Six more closed-door investigations were conducted by the U.S. Army or Navy over the next few years, their results cloaked in secrecy because of concerns over military security. It wasn't until after the war that the public would learn exactly what had happened on December 7, 1941.
November 15, 1945, saw the beginning of a joint congressional investigation into the disaster. It lasted six months and produced more than 15,000 pages of testimony. Both the majority and minority reports issued at the end of the investigation placed the primary blame on Kimmel and Short, noting that the two men had failed to heed warnings from Washington of a potential enemy attack and that they had failed to properly alert their forces. The committee concluded that while Kimmel and Short had made “errors in judgment,” they were not guilty of “dereliction of duty.”

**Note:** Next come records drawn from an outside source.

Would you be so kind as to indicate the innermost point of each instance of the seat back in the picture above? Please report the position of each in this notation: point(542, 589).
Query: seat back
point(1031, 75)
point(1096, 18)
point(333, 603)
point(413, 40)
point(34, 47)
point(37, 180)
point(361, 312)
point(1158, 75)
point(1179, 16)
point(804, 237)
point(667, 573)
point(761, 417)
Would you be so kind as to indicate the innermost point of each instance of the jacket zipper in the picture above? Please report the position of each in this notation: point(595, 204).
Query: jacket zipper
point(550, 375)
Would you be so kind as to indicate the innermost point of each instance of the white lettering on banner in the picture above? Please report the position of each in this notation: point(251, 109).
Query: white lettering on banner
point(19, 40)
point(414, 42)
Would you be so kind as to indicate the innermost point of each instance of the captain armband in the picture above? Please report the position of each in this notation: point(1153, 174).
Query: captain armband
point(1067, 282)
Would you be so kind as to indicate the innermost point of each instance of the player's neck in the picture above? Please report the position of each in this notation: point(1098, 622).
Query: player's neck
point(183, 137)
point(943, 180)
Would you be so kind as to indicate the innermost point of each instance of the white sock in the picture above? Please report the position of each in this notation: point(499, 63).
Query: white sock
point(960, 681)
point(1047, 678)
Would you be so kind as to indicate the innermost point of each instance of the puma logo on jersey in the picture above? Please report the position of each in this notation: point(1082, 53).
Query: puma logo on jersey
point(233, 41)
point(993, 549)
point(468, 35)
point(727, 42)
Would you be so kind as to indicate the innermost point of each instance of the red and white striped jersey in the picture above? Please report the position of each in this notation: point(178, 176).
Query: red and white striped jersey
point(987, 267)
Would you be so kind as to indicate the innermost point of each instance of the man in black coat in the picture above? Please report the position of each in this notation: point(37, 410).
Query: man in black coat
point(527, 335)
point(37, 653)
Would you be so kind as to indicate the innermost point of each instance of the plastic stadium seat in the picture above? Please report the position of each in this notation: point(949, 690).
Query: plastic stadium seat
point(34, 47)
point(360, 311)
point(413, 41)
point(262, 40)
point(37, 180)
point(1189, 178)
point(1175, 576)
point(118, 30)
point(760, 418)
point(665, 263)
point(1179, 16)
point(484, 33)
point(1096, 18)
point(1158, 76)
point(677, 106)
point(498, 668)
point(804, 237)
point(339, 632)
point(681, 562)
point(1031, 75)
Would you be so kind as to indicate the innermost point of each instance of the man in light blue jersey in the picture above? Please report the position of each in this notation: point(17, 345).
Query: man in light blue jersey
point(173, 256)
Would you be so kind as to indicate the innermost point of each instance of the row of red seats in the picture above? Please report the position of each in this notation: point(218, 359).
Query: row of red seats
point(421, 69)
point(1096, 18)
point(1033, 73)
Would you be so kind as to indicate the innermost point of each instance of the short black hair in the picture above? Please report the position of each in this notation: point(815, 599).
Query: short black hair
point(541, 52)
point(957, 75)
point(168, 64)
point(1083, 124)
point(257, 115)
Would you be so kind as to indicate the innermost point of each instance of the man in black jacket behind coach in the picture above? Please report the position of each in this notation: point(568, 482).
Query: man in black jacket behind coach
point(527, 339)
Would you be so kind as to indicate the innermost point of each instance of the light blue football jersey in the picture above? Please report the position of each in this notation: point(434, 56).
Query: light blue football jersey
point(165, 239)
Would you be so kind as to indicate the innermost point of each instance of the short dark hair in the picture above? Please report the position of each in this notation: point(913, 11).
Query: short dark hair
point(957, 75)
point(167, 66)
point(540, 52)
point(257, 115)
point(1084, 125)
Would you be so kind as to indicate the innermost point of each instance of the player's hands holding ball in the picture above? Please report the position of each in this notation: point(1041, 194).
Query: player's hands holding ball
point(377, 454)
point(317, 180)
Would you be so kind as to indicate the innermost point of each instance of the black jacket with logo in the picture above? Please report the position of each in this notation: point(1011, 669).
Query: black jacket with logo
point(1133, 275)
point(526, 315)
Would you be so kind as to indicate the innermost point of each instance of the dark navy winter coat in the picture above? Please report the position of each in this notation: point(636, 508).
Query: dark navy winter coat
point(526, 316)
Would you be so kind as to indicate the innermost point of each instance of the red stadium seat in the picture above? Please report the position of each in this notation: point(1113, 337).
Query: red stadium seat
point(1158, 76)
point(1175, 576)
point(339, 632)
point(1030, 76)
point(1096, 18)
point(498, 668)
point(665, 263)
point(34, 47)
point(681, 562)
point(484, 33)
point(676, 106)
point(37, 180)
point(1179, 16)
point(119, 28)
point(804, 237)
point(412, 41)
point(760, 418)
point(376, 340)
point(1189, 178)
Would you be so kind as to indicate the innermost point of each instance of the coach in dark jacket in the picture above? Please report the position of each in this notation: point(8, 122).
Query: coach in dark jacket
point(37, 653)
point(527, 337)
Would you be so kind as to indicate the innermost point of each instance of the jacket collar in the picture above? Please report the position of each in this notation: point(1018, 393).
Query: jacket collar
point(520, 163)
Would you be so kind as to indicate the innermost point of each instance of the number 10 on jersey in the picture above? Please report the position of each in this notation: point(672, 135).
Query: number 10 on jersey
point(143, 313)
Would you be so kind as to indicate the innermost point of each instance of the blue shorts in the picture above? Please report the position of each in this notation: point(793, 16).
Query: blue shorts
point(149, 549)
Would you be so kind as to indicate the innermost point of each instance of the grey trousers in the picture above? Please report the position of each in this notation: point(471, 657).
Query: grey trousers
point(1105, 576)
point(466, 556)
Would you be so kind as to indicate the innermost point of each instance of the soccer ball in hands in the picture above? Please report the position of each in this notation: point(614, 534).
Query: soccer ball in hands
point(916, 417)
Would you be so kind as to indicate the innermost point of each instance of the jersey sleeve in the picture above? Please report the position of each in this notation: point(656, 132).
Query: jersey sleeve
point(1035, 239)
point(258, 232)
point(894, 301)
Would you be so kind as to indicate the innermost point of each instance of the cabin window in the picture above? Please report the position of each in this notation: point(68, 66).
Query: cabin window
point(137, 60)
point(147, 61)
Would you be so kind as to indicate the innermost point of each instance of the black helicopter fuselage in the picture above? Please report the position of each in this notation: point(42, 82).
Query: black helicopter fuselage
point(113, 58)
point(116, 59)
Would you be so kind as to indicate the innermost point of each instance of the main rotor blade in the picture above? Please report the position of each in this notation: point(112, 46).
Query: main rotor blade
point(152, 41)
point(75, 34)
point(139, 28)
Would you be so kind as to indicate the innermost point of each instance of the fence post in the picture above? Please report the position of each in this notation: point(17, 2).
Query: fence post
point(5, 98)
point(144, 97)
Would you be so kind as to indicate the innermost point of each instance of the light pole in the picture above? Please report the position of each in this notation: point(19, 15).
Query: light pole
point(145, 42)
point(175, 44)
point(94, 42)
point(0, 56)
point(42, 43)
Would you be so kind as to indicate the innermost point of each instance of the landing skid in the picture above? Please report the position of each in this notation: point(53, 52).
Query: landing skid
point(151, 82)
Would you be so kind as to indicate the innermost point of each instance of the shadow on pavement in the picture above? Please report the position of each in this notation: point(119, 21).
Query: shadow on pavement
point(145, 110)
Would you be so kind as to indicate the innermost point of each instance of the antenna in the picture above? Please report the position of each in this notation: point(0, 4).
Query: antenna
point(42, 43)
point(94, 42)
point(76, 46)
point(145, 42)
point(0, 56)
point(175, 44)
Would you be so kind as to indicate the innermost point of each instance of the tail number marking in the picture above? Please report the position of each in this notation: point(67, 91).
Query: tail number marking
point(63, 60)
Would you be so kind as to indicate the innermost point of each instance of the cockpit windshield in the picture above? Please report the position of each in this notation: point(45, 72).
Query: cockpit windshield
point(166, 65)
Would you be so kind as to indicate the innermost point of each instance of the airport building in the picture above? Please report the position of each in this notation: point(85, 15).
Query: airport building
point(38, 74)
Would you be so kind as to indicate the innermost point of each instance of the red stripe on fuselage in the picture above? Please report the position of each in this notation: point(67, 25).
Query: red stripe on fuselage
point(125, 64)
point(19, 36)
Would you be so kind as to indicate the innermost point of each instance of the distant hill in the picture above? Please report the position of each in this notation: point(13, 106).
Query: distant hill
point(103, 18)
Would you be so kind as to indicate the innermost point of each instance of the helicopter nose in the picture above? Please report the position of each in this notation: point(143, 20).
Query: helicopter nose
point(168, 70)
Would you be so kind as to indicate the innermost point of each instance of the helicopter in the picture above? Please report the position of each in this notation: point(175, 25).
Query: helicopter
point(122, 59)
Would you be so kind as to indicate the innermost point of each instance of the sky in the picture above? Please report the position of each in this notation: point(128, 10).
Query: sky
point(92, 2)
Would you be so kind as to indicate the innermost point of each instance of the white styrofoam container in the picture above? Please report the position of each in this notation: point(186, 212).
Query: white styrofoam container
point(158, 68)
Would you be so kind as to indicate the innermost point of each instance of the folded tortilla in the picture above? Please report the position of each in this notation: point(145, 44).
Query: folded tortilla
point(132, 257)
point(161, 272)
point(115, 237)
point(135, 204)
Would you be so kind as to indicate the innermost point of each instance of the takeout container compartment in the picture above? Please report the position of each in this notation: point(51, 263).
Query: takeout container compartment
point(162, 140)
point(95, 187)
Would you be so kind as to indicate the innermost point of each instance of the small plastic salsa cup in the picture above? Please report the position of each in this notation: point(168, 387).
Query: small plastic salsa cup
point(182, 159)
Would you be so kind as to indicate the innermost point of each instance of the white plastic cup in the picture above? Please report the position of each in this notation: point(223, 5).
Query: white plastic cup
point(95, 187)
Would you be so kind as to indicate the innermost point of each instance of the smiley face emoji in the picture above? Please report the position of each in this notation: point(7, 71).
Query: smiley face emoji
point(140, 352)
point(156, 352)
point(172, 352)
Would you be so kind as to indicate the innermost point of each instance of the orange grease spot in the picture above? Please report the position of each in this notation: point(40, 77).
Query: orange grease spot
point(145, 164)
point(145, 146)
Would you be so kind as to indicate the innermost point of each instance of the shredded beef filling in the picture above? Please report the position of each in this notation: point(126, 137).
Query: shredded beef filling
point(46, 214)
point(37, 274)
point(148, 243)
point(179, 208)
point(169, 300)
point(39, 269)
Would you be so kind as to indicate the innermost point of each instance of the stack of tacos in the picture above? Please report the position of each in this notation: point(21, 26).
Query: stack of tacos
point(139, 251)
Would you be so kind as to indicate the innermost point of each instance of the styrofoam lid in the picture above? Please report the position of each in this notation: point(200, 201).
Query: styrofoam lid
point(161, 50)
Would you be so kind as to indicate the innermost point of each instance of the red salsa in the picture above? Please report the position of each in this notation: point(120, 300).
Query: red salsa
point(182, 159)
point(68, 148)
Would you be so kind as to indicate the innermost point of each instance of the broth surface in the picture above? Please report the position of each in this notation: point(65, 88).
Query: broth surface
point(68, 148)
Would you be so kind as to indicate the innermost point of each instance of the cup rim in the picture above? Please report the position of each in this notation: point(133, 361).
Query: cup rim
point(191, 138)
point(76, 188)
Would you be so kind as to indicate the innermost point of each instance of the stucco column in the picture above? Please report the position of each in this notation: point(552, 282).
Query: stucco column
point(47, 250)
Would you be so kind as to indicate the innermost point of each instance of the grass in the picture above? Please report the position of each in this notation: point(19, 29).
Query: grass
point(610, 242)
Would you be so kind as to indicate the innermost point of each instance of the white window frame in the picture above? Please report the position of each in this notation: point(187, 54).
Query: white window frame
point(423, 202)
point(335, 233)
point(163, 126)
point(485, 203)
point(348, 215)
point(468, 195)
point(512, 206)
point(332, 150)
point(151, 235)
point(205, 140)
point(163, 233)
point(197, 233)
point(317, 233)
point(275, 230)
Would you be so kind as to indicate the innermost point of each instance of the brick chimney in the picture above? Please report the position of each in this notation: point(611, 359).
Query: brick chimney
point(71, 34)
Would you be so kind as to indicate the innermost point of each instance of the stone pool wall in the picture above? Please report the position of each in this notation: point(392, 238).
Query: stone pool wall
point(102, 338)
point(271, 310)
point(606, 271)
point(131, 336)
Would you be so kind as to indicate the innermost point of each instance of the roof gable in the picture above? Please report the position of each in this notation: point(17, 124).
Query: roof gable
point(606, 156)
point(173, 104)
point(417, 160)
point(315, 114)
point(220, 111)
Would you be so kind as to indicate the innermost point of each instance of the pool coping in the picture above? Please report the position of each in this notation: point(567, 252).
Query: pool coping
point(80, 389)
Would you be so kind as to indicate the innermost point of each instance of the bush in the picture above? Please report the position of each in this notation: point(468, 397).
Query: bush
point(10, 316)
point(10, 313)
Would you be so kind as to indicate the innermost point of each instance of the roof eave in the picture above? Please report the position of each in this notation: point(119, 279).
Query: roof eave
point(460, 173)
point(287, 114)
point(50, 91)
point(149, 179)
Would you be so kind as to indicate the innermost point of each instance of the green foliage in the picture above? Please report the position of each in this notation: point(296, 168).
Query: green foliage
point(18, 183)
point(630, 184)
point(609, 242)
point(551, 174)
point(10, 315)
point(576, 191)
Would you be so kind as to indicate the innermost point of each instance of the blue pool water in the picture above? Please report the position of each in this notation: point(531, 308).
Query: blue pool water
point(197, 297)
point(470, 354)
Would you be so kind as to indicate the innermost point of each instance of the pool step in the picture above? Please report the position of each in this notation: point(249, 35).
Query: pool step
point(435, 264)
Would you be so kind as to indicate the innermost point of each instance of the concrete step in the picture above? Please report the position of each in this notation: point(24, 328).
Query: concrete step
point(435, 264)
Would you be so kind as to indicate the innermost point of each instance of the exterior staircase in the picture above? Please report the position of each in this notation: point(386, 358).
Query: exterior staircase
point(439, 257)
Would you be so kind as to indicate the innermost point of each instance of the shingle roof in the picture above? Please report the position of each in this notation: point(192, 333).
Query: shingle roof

Conspiracy theorists continue to have a field day with Pearl Harbor. One idea has President Roosevelt moving the Pacific Fleet from California to Hawaii to lure the Japanese into attacking the United States and thus opening the door to war, which the nation needed to break out of the Depression. However, facts suggest that this was not the case. The fleet was moved at the urging of the State Department because it believed that having the Fleet in Hawaii would deter Japanese aggression — not tempt them to attack.
The congressional committee's report was not the end of the debate. Many questions remained, but the documents that might answer them would not be declassified for many years.
Why Warnings from Washington Were Not Heeded
As for war warnings from Washington, they were received and acted on, but ineffectively. Kimmel received a dispatch from the Navy Department warning of anticipated aggression by Japan, and Short received a similar warning from the War Department. Kimmel decided not to raise the alert status of the navy forces he commanded because he didn't want to frighten Pearl Harbor's civilian population. He did, however, send two aircraft carriers with escorts to deliver planes to Wake Island and Midway, an action that accidentally helped save the valued ships when the Japanese finally attacked.
Short, who was in charge of Pearl Harbor's defenses, reacted to the warnings from Washington by bolstering precautions against sabotage, considered the main threat because of the island's large Japanese American population. To that end, he followed military policy and ordered all the warplanes parked wingtip to wingtip so they would be easier to guard. Sadly, the plan only made them a more convenient target for Japanese bombers.
Kimmel and Short were also hobbled in their defense by the fact that they were denied access to intelligence reports based on the decoding of Japan's communiqués to its diplomats in the United States. Had they known what the intelligence community knew — but failed to share — they might have reacted differently.